Por outro lado, é possível que este pensamento coletivo favoreça o consenso sobre a criação - afinal, são raríssimas as dissonâncias em debates de festivais. O confronto violento sobre o drama Vazante durante o Festival de Brasília é relembrado justamente por romper a tradição de cordialidade e aceitação que impera neste tipo de encontros entre artistas e críticos. As ideias formuladas em conjunto durante um debate seriam deste modo reproduzidas com menos variação entre os veículos, conferindo aos textos uma característica menos pessoal, ou mais "oficial", por assim dizer.
A crítica urgente, aquela escrita logo após as sessões dos festivais e mostras, costuma ser desvalorizada devido ao impressionismo, ao invés da louvável análise a posteriori, elaborada com mais calma. No entanto, esses textos têm a vantagem de espelharem uma sensação, traduzirem o impacto preciso de um filme cercado por outros filmes, dentro do contexto específico de um festival. Em outras palavras, estas respostas no calor do momento tornam-se sintomas de suas épocas, traduzem o tempo em que foram escritas. É possível o próprio autor do texto releia seu artigo cinco anos mais tarde e discorde completamente do que disse antes. Mas este aprendizado dirá algo importante, tanto para o crítico, confrontado às variações em seu ponto de vista, quanto para o leitor, diante da inegável subjetividade da prática crítica.

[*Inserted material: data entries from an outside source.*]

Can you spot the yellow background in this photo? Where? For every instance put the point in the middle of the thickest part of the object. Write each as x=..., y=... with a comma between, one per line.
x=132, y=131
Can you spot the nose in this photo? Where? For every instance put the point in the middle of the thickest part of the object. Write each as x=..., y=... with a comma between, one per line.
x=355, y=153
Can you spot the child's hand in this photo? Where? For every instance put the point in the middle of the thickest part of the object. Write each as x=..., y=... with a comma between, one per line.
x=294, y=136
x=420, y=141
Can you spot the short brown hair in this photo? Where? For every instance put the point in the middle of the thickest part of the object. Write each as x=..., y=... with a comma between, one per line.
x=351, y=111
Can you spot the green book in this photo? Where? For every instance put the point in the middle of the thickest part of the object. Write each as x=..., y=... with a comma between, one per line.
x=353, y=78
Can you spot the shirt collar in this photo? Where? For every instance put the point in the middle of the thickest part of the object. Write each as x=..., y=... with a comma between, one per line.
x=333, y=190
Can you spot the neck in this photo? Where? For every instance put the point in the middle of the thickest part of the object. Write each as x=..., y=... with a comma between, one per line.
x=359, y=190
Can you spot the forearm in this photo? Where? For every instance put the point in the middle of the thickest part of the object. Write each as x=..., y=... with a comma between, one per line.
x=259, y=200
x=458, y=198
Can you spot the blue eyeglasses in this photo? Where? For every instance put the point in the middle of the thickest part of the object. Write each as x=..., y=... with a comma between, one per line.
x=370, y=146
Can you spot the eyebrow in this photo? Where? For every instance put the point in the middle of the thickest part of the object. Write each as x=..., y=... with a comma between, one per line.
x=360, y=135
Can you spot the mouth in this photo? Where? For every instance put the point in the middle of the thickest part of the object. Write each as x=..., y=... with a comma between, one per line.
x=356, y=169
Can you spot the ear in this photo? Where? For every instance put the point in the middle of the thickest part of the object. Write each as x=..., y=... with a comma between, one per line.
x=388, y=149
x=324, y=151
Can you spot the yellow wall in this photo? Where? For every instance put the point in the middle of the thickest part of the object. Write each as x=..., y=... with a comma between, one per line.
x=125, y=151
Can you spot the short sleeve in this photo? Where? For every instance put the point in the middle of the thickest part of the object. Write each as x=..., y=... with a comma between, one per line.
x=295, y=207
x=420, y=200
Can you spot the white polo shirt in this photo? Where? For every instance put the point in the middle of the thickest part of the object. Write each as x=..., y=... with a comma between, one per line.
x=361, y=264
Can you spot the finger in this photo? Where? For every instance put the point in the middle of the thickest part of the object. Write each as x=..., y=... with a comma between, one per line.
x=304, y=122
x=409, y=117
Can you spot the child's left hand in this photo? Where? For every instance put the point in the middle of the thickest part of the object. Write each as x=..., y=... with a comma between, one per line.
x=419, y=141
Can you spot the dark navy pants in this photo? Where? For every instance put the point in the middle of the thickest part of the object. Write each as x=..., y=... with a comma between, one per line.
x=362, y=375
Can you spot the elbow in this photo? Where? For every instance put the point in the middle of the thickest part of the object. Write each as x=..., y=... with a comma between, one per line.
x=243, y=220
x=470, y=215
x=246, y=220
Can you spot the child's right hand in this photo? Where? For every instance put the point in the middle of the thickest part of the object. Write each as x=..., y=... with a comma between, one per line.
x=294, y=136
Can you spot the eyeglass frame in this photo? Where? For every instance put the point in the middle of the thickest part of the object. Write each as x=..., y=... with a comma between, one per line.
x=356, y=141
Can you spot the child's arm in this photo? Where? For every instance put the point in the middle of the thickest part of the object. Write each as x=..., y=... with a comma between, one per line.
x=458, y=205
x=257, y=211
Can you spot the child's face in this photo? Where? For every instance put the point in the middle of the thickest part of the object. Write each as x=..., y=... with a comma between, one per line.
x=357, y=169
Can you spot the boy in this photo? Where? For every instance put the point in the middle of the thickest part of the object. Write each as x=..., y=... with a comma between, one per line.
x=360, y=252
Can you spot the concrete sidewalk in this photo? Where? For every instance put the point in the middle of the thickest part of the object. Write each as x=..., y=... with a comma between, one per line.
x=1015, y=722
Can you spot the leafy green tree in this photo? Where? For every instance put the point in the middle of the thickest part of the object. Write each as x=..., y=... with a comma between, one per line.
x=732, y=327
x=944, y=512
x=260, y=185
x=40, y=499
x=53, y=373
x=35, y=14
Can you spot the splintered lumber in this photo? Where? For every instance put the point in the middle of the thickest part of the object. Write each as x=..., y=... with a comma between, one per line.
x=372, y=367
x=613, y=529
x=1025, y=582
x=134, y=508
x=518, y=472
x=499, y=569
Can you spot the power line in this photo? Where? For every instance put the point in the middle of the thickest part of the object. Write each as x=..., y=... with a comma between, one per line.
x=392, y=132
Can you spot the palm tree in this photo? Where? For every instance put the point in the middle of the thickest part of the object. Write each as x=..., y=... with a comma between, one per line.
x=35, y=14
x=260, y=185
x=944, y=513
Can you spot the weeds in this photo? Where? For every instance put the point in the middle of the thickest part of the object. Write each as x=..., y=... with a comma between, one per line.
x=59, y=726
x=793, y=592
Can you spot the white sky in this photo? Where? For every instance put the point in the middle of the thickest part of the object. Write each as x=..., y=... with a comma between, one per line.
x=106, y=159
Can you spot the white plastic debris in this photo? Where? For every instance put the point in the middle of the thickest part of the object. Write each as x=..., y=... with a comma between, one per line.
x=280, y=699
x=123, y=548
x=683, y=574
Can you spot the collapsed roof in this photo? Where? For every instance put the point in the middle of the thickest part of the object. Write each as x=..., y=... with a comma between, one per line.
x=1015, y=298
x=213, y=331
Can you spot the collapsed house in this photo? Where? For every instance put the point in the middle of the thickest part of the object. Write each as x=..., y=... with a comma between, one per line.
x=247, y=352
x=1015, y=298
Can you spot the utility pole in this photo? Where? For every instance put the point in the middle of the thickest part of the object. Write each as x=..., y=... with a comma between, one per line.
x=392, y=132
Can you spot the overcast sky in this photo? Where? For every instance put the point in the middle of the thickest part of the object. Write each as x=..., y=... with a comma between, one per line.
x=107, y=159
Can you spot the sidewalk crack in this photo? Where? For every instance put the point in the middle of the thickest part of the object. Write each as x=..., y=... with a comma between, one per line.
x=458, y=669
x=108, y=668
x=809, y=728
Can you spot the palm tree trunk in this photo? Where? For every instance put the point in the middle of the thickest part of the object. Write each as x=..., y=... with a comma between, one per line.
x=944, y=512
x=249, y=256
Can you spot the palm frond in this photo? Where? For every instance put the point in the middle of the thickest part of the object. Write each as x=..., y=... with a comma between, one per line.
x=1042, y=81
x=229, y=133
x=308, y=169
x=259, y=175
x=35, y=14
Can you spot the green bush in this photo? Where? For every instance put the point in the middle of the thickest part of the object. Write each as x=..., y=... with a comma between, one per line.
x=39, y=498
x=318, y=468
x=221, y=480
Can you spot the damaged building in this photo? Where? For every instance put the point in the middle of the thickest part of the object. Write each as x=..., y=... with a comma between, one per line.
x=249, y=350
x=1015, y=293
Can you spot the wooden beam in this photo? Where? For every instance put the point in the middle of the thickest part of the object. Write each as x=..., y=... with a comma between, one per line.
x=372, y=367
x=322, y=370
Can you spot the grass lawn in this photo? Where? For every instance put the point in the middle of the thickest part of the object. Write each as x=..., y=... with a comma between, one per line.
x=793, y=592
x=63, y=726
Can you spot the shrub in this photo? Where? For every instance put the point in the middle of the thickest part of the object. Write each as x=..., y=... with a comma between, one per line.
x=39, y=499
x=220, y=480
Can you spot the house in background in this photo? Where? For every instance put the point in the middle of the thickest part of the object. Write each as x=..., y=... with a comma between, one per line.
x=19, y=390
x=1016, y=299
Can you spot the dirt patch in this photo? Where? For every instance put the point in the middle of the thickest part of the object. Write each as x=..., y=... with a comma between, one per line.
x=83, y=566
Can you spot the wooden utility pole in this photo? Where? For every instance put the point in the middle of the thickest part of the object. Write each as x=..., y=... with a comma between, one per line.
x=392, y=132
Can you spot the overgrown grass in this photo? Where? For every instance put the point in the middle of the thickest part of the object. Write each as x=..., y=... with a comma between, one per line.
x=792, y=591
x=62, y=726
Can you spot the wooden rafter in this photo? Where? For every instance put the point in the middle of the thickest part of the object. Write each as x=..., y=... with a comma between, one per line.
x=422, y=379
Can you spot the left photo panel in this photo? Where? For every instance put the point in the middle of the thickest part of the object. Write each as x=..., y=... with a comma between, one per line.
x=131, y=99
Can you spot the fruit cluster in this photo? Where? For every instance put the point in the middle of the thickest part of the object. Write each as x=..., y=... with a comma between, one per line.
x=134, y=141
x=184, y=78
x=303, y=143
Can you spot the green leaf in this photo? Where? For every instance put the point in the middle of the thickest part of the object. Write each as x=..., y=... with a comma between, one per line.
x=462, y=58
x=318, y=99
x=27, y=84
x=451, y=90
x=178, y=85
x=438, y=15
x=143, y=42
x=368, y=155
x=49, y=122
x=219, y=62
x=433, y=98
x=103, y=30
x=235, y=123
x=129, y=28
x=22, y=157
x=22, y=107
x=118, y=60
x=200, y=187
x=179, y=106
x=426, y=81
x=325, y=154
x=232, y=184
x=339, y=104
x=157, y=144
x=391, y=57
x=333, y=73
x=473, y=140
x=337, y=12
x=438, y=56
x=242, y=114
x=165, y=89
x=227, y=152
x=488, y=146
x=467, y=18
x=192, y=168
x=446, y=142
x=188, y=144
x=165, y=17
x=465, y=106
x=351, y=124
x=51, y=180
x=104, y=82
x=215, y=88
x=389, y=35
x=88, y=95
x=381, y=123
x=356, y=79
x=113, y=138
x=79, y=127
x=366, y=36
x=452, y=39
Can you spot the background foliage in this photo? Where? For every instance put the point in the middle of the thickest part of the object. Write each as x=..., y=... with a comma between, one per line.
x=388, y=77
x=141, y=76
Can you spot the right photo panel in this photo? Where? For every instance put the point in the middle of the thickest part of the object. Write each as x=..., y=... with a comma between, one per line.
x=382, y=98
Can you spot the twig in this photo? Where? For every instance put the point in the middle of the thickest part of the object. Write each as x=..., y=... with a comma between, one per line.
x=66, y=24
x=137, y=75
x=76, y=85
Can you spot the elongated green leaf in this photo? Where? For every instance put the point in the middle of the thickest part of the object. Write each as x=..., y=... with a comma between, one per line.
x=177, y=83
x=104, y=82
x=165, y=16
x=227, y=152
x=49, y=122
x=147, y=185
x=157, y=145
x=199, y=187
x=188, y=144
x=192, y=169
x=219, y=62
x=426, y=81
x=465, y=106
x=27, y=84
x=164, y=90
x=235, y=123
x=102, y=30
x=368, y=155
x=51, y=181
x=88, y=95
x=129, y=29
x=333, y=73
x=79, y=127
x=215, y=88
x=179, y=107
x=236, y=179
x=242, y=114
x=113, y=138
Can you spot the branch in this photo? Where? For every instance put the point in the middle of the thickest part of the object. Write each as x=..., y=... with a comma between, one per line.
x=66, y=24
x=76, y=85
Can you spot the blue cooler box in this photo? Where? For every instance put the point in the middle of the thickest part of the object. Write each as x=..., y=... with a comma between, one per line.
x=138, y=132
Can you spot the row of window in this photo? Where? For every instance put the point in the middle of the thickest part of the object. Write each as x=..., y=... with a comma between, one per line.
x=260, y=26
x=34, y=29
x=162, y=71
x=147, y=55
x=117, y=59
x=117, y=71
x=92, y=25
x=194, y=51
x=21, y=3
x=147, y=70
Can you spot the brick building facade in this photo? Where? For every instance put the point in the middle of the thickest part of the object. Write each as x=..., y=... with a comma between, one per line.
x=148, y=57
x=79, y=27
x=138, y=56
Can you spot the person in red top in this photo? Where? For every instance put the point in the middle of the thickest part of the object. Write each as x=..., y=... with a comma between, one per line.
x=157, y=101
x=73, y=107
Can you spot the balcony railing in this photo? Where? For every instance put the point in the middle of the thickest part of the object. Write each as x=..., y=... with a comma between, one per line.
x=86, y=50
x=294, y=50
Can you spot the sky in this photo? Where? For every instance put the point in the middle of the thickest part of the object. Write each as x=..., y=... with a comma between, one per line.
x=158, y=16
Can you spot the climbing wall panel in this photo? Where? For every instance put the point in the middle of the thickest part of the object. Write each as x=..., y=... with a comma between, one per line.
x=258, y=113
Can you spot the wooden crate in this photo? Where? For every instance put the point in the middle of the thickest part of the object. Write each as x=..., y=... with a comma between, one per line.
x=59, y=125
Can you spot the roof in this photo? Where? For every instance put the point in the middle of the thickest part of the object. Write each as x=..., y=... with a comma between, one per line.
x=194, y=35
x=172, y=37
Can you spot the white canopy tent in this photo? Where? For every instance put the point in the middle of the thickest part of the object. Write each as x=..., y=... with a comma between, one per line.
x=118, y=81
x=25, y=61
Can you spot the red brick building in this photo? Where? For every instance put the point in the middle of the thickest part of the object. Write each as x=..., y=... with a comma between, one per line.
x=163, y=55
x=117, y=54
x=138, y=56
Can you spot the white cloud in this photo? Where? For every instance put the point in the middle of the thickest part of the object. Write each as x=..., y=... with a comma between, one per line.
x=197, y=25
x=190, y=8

Considerando a crítica como gênero literário, enquanto manifestação autônoma - embora dependa, é claro, do objeto audiovisual analisado - é possível defender que ela nasça de uma interpretação única, pessoal e, portanto, menos impregnada das intenções verbalizadas de seus criadores. Isso levará a um resultado menos consensual, a possíveis análises fracas ou equivocadas. No entanto, estas são as regras do jogo arriscado da crítica, que lança suas propostas a qualquer um que deseje lê-las, seja para concordar ou discordar das mesmas. Nesse sentido, a crítica não difere tanto do próprio ato de dirigir um filme: quando se exibe o projeto nos cinemas, a interpretação não cabe mais ao criador. Agora, o filho foi colocado no mundo, e sua leitura será aquela que for feita dele, independentemente das intenções originais - vide, mais uma vez, as acusações de racismo a Vazante, que marcaram toda a trajetória comercial do filme.
Por estes motivos, devo continuar com a tentativa kamikaze, sempre meio redutora e imediatista, de escrever uma crítica antes de conversar com a equipe ou pesquisar sobre os bastidores e processos de criação do filme. Compreendo bem o argumento contrário, e reconheço que muitos colegas críticos produzem textos excelentes após uma boa pesquisa. Mas neste caso, são formas diferentes de praticar a crítica: uma como forma de investigação de fora para dentro (do filme), e a outra, de dentro para fora. Ambas são possíveis, louváveis, e prefiro pensar que se completam.